In Model UN and broader public-speaking contexts, verbal fillers are the small sounds and phrases that surface when a speaker is thinking faster than they are speaking, or stalling to recover composure. Common English examples include um, uh, like, you know, basically, sort of, I mean, and the throat-clearing so... at the start of a sentence. Equivalents exist in nearly every language (eh in Spanish, euh in French, äh in German, eto in Russian).
Linguists distinguish filled pauses (um, uh) from discourse markers (like, you know, I mean) and hedges (kind of, sort of). All three reduce perceived fluency and, in a competitive MUN setting, can cost a delegate credibility during moderated caucuses, opening speeches, and press conferences. Chairs and judges often score fluency or rhetoric as an explicit rubric category, and excessive filler is one of the most cited reasons for low marks.
Fillers are not always harmful. Research in conversation analysis (notably Herbert Clark and Jean Fox Tree's 2002 work in Cognition) shows that uh and um can signal upcoming short or long delays respectively, helping listeners parse speech. In diplomatic settings, a measured well... can soften disagreement.
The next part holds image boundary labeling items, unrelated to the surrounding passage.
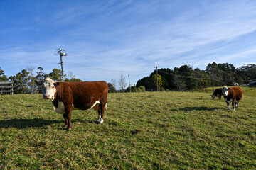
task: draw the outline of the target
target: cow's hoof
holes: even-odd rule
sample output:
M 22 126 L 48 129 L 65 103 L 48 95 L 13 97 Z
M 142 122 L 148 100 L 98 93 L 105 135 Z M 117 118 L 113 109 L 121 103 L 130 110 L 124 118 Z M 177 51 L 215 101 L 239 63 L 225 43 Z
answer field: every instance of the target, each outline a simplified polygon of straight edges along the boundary
M 97 120 L 96 120 L 95 122 L 97 124 L 102 124 L 102 123 L 103 123 L 103 119 L 100 119 L 100 120 L 97 119 Z

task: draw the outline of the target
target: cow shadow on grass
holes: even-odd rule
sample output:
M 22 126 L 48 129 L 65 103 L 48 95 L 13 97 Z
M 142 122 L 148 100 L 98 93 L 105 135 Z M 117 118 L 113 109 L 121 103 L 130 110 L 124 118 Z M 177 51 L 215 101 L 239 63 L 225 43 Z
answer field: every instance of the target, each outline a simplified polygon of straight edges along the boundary
M 72 123 L 75 122 L 85 122 L 80 119 L 71 120 Z M 93 123 L 92 121 L 87 121 L 88 123 Z M 28 128 L 44 128 L 48 125 L 50 125 L 55 123 L 60 123 L 61 126 L 64 125 L 64 120 L 44 120 L 42 118 L 33 118 L 33 119 L 9 119 L 0 120 L 1 128 L 16 128 L 18 129 L 23 129 Z
M 9 119 L 0 120 L 1 128 L 16 128 L 18 129 L 28 128 L 38 128 L 50 125 L 53 123 L 63 123 L 61 120 L 44 120 L 41 118 L 34 119 Z
M 184 111 L 191 111 L 191 110 L 214 110 L 215 109 L 218 109 L 218 108 L 208 108 L 205 106 L 201 107 L 185 107 L 183 108 L 180 108 L 181 110 Z

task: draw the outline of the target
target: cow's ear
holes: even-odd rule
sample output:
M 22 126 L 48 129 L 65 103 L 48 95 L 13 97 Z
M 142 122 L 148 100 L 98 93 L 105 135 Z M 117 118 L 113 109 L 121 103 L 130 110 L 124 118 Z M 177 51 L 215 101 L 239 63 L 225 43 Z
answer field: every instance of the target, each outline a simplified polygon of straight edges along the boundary
M 60 85 L 59 82 L 53 83 L 54 86 L 58 87 L 58 85 Z
M 35 80 L 35 82 L 37 85 L 41 86 L 43 84 L 43 81 Z

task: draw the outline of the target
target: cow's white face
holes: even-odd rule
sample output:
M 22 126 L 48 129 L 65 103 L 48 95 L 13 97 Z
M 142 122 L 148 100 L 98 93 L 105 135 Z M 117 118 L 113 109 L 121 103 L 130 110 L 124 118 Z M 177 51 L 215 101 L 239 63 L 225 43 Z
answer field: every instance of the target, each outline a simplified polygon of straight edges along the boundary
M 49 77 L 46 78 L 43 82 L 36 81 L 38 85 L 42 85 L 43 98 L 54 100 L 54 94 L 56 92 L 55 81 Z
M 223 95 L 227 96 L 228 95 L 228 89 L 226 86 L 224 86 L 223 88 Z
M 214 99 L 215 98 L 215 97 L 216 97 L 216 96 L 214 96 L 213 94 L 211 94 L 211 95 L 210 95 L 210 96 L 212 96 L 213 100 L 214 100 Z

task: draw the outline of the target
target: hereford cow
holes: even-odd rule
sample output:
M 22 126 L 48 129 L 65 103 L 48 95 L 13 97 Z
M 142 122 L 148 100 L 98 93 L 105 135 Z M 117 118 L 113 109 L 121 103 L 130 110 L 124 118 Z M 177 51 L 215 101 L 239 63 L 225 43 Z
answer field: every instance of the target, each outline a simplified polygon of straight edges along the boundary
M 104 112 L 107 108 L 108 85 L 105 81 L 57 82 L 48 77 L 36 82 L 43 86 L 43 98 L 50 99 L 53 110 L 63 114 L 67 130 L 72 128 L 71 113 L 75 109 L 94 108 L 99 113 L 96 121 L 103 123 Z
M 221 95 L 222 95 L 222 88 L 218 88 L 214 91 L 213 94 L 211 94 L 210 96 L 212 96 L 213 100 L 214 100 L 215 97 L 218 97 L 218 98 L 220 100 Z
M 241 88 L 240 87 L 231 87 L 228 88 L 224 86 L 223 88 L 223 95 L 225 102 L 228 105 L 228 109 L 230 110 L 229 104 L 232 102 L 232 106 L 235 110 L 234 104 L 235 103 L 235 108 L 238 108 L 238 103 L 242 99 L 243 94 Z

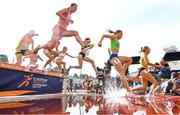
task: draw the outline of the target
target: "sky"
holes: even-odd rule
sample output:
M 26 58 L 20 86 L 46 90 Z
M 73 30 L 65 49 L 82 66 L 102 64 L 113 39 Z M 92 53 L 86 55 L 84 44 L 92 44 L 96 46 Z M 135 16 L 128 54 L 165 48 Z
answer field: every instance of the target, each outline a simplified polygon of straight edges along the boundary
M 35 30 L 39 36 L 34 37 L 35 46 L 42 45 L 51 39 L 52 28 L 58 22 L 55 13 L 78 4 L 77 11 L 72 14 L 73 24 L 69 30 L 77 30 L 84 40 L 90 37 L 95 47 L 89 57 L 99 67 L 108 59 L 109 40 L 103 46 L 97 46 L 102 34 L 107 29 L 123 31 L 120 41 L 119 55 L 137 56 L 142 46 L 151 48 L 150 60 L 159 62 L 164 56 L 163 48 L 176 45 L 180 49 L 180 1 L 179 0 L 1 0 L 0 1 L 0 53 L 6 54 L 9 61 L 15 59 L 15 47 L 21 37 Z M 59 50 L 68 47 L 68 53 L 78 55 L 80 45 L 75 38 L 63 38 Z M 39 53 L 44 62 L 47 58 L 42 51 Z M 77 65 L 77 59 L 66 57 L 67 67 Z M 23 62 L 23 65 L 26 65 Z M 95 75 L 89 63 L 83 69 L 72 70 L 73 73 Z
The problem is frequency and patterning: a delegate who says like six times per sentence undermines an otherwise strong argument.
Standard techniques to reduce filler use include:
- Strategic silence — replacing um with a one- or two-second pause, which reads as confidence rather than hesitation.
- Pre-speech outlining — knowing the three points you intend to hit reduces the cognitive load that generates fillers.
- Recording and self-review — most speakers underestimate their own filler rate by half or more.
- Substituting transitions — furthermore, however, to that point in place of um and like.
For MUN delegates specifically, filler control is most visible during unmoderated-to-moderated transitions, when speakers are pulled to the front with little preparation time.
Example
A first-time delegate at NMUN 2023 averaged "like" eleven times in a 60-second speech on Security Council reform, prompting the chair's feedback to cut filler before the next session.